Title: Covariate Selection Based on VIMP Permutation-Like Testing
Version: 1.0.2
Description: A statistical method for reducing the number of covariates in an analysis by evaluating Variable Importance Measures (VIMPs) derived from the Random Forest algorithm.
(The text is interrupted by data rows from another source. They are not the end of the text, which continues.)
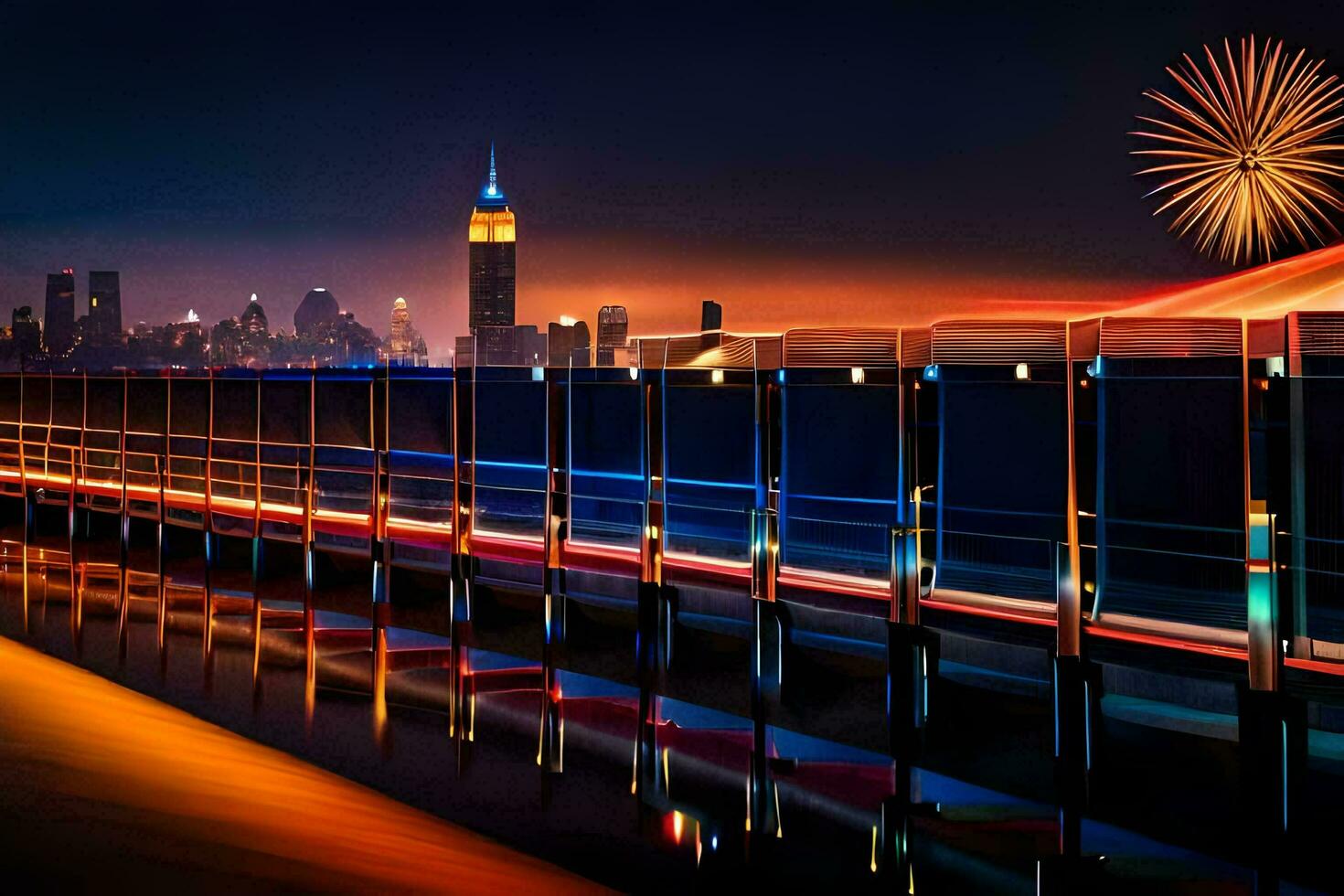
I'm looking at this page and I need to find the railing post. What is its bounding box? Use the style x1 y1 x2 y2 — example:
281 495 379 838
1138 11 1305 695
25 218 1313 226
251 373 265 707
368 364 392 755
1239 320 1305 890
448 347 475 773
304 366 317 735
538 367 574 773
749 358 784 844
635 363 671 810
1041 323 1092 890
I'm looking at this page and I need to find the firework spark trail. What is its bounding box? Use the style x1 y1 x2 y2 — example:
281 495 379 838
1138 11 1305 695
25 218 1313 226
1130 37 1344 264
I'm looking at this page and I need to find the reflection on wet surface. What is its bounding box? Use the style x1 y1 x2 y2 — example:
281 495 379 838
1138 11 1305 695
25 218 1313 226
0 639 598 893
0 544 1329 893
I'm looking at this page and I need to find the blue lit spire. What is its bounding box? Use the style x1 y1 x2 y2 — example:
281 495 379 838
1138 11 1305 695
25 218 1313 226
475 141 508 208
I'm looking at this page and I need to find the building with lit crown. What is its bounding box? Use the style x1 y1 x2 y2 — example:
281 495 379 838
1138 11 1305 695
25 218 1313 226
42 267 75 355
468 145 517 349
389 295 415 355
85 270 121 346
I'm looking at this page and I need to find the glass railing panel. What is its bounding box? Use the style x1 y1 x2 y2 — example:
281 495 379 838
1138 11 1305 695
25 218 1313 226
1097 358 1246 632
473 368 547 540
780 371 901 581
941 364 1069 602
569 369 645 548
664 371 757 563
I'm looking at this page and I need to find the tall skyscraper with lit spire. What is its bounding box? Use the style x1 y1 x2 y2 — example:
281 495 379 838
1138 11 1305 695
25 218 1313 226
468 144 517 333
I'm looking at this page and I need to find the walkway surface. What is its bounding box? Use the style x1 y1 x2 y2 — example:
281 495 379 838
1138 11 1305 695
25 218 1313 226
0 638 600 896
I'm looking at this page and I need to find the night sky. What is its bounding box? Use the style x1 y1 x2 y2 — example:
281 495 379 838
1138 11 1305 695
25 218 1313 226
0 0 1344 355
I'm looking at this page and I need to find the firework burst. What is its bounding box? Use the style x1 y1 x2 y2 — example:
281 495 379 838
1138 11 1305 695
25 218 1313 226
1132 37 1344 264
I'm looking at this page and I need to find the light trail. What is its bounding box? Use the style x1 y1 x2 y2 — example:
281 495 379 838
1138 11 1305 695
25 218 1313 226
0 638 601 895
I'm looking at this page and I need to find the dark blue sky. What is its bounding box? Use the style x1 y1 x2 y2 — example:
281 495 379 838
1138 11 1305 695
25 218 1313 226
0 1 1344 338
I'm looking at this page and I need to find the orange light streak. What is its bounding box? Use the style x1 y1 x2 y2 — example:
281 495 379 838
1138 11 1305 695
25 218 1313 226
0 639 603 896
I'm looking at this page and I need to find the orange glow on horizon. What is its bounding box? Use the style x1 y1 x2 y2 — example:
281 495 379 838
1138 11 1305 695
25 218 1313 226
0 639 603 895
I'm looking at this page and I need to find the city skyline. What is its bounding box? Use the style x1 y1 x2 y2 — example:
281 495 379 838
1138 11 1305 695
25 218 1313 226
13 4 1335 347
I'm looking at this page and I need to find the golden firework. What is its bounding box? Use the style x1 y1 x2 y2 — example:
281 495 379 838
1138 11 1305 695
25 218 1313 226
1132 37 1344 264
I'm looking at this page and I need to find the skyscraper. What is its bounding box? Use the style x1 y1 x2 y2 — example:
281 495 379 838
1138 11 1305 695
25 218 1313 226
42 267 75 355
700 298 723 333
597 305 630 367
294 286 340 338
387 295 415 355
88 270 121 343
468 144 516 349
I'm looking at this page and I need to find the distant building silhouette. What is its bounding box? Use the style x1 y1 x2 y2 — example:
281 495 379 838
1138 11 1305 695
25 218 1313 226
546 321 574 367
9 305 42 357
546 318 592 367
42 267 75 355
386 297 429 367
570 321 592 367
389 295 415 355
238 293 270 364
85 270 121 346
468 145 517 336
294 286 340 338
597 305 630 367
700 298 723 333
514 324 547 367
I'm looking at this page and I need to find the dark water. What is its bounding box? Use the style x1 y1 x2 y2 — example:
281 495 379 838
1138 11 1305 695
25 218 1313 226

It performs statistical tests on the VIMPs and outputs whether the covariate is significant along with the p-values.
License: Apache License (≥ 2)
Imports: dplyr, ggforce, ggplot2, ggpubr, magrittr, parallel, patchwork, ranger, rlang, stats, stringr, tidyr
Suggests: knitr, rmarkdown, spelling, testthat (≥ 3.0.0)
VignetteBuilder: knitr
Config/testthat/edition: 3
Encoding: UTF-8
Language: en-GB
RoxygenNote: 7.3.2
URL: https://github.com/OktawiaStaburo/shadowVIMP
BugReports: https://github.com/OktawiaStaburo/shadowVIMP/issues
NeedsCompilation: no
Packaged: 2025-06-18 11:58:37 UTC; oktawia.miluch
Author: Tim Mueller [aut], Oktawia Miluch [aut, cre], Staburo GmbH [cph, fnd]
Maintainer: Oktawia Miluch <oktawia.miluch@staburo.de>
Repository: CRAN
Date/Publication: 2025-06-19 15:00:02 UTC

shadowVIMP: Covariate Selection Based on VIMP Permutation-Like Testing

Description

A statistical method for reducing the number of covariates in an analysis by evaluating Variable Importance Measures (VIMPs) derived from the Random Forest algorithm. It performs statistical tests on the VIMPs and outputs whether the covariate is significant along with the p-values.

Author(s)

Maintainer: Oktawia Miluch oktawia.miluch@staburo.de

Authors:

Other contributors:

See Also

Useful links:


Box plot of VIMPs and corresponding p-values

Description

Box plot displaying variable importance measures along with unadjusted, FDR-adjusted, and FWER-adjusted p-values obtained from the shadow_vimp() function. Colors indicate whether each covariate is informative and specify under which multiple testing adjustment (FWER, FDR, or none) it is deemed informative.

Usage

plot_vimps(
  shadow_vimp_out,
  pooled = TRUE,
  filter_vars = NULL,
  helper_legend = TRUE,
  p_val_labels = TRUE,
  text_size = 4,
  legend.position = c("right", "left", "top", "bottom", "none"),
  category_colors = c(`FWER conf.` = "#DD5129FF", `FDR conf.` = "#0F7BA2FF",
    `Unadjusted conf.` = "#43B284FF", `Not significant` = "#898E9FFF"),
  ...
)

Arguments

shadow_vimp_out

Object of the class "shadow_vimp", the output of the function shadow_vimp().

pooled

Boolean

  • TRUE - passed shadow_vimp_out contains p-values obtained using the " pooled" approach. Default.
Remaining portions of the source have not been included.